CBC and peripheral smear detect hemolysis caused by RBC energy deficits or WBC defects (eg, in some pentose phosphate pathway disorders and GSD type Ib) and cytopenia caused by metabolite accumulation (eg, neutropenia in propionic acidemia due to propionyl CoA accumulation).
Liver function tests detect hepatocellular damage, dysfunction, or both (eg, in untreated galactosemia, hereditary fructose intolerance, or tyrosinemia type I).
Ammonia levels are elevated in urea cycle defects, organic acidemias, and fatty acid oxidation defects.
Urinalysis detects ketonuria (present in some GSDs and many organic acidemias); absence of ketones in the presence of acidosis suggests a fatty acid oxidation defect.
More specific tests may be indicated when ≥ 1 of the previously described simple screening tests support an inherited disorder of metabolism. Carbohydrate metabolites, mucopolysaccharides, and amino and organic acids can be measured directly by chromatography and mass spectrometry. Quantitative plasma amino acid tests should include a plasma acylcarnitine profile. Urine organic acid tests should include a urine acylglycine profile.

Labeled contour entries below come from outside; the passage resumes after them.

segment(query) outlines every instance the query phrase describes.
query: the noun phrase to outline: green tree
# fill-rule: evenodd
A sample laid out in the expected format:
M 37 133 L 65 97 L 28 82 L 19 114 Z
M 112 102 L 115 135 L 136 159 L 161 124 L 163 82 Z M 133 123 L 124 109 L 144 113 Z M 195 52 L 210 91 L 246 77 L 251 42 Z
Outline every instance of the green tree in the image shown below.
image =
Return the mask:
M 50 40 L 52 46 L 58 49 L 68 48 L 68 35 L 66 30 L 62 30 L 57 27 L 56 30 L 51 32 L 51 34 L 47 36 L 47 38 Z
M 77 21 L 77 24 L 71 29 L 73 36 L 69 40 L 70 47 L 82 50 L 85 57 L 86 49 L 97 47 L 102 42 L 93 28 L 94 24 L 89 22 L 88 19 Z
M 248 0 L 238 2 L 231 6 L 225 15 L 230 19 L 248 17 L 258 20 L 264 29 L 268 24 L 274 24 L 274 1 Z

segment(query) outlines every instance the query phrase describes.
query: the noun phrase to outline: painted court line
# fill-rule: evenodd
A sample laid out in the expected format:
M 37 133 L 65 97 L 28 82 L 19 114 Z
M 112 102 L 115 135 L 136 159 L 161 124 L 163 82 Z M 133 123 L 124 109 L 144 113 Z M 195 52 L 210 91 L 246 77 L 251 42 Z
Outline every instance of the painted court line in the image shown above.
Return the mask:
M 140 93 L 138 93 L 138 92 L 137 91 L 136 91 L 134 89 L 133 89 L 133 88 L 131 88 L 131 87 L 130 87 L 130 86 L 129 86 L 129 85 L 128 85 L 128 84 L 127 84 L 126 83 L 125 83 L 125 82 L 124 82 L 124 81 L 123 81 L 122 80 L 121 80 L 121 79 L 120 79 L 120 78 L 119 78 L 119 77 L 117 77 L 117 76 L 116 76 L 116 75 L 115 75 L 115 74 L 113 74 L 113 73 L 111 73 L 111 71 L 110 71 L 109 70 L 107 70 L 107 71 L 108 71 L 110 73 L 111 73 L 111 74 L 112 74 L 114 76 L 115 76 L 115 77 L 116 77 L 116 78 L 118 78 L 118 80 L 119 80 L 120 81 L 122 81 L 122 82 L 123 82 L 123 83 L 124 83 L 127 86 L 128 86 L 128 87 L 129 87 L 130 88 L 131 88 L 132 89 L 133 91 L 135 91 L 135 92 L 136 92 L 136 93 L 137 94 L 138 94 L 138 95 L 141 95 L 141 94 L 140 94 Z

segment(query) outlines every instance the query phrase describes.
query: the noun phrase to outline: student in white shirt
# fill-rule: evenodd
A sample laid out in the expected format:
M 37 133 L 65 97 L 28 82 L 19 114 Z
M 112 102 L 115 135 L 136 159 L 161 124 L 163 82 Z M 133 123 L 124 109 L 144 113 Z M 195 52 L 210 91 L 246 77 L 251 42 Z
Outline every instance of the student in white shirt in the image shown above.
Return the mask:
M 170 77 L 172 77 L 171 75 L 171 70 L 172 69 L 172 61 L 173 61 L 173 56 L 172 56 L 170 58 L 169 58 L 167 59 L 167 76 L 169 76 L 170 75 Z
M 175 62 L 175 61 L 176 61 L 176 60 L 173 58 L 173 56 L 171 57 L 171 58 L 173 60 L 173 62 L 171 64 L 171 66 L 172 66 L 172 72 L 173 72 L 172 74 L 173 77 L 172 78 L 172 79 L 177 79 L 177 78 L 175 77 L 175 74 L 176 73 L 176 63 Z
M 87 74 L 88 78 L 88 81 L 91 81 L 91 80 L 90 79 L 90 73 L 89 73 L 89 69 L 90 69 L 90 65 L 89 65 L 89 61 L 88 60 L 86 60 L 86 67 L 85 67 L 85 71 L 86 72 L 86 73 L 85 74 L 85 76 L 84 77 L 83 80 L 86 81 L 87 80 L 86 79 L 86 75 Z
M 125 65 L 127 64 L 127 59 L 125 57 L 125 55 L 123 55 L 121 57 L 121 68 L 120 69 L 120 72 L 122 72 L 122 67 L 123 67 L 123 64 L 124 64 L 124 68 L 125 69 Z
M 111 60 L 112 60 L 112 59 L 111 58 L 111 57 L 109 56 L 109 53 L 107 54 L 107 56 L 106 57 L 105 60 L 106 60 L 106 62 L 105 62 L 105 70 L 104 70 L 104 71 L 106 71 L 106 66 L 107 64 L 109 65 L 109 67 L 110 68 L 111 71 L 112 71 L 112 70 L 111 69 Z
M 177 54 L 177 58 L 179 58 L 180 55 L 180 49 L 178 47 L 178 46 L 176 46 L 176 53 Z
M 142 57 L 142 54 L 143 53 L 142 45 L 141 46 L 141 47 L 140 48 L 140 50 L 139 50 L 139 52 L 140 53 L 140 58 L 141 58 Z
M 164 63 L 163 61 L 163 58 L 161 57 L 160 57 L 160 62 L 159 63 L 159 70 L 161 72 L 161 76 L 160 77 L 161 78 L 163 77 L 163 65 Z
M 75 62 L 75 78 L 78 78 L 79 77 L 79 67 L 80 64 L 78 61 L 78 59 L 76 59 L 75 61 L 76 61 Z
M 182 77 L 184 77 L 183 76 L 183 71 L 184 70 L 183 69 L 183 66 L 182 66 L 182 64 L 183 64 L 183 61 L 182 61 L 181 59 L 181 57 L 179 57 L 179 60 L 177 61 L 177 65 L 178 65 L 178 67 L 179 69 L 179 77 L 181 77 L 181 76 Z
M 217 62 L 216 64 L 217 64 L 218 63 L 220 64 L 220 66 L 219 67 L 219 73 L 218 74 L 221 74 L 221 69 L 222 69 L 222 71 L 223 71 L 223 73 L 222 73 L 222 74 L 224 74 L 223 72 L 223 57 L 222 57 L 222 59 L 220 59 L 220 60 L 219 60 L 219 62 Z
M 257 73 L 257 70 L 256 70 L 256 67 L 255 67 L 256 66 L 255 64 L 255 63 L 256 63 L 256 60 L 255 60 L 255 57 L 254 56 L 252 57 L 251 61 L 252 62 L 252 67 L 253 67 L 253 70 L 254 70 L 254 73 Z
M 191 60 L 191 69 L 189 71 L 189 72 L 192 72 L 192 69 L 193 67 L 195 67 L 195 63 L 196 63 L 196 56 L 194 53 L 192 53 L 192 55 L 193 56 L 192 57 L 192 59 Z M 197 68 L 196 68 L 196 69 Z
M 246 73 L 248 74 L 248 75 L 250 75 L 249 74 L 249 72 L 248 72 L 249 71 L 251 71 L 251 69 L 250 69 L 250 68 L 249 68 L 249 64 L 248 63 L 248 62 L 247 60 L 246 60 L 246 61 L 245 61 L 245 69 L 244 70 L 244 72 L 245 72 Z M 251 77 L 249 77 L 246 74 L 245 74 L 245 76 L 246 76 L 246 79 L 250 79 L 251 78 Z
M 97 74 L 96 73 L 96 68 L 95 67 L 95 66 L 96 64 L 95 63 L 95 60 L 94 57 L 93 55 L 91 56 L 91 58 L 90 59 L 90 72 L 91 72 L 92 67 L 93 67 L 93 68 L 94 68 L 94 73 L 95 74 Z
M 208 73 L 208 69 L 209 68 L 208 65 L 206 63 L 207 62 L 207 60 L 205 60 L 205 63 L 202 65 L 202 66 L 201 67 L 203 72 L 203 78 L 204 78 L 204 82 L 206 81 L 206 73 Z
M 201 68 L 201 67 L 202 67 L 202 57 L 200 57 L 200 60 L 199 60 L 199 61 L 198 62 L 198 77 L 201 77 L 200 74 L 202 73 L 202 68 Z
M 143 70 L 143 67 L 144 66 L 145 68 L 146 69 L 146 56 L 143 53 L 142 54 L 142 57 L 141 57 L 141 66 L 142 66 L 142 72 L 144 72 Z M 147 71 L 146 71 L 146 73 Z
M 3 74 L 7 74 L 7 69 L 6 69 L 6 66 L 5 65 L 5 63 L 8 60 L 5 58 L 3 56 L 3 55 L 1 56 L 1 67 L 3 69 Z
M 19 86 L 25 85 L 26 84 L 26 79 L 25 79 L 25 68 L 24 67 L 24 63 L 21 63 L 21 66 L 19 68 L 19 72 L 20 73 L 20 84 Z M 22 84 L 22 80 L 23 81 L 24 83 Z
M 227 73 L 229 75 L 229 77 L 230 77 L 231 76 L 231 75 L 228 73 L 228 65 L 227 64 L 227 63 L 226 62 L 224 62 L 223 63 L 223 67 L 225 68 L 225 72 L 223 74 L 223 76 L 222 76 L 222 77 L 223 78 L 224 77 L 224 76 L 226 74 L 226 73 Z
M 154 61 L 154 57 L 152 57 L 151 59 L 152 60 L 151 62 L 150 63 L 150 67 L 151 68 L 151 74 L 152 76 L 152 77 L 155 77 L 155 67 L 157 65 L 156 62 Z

Confirmatory tests may also include biopsy (eg, liver biopsy to distinguish hepatic forms of GSDs from other disorders associated with hepatomegaly, muscle biopsy to detect ragged red fibers in mitochondrial myopathy); enzyme studies (eg, using blood and skin cells to diagnose lysosomal storage diseases); and DNA studies, which identify gene mutations that cause disease. DNA testing can be done on almost all cells (except RBCs and platelets), thus avoiding the need for tissue biopsies; however, sensitivity for any given disease is often suboptimal because not all mutations that cause disease have been characterized.
Challenge testing is used judiciously to detect symptoms, signs, or measurable biochemical abnormalities not detectable in the normal state. The need for challenge testing has diminished with the availability of highly sensitive metabolite detection methods, but it is still occasionally used. Examples include fasting tests (eg, to provoke hypoglycemia in hepatic forms of GSD); provocative tests (eg, fructose challenge to trigger symptoms in hereditary fructose intolerance, glucagon challenge in hepatic forms of GSD [failure to observe hyperglycemia suggests disease]); and physiologic challenge (eg, exercise stress testing to elicit lactic acid production and other deformities in muscle forms of GSD). Challenge tests are often associated with an element of risk so they must be done under well-controlled conditions with a clear plan for reversing symptoms and signs.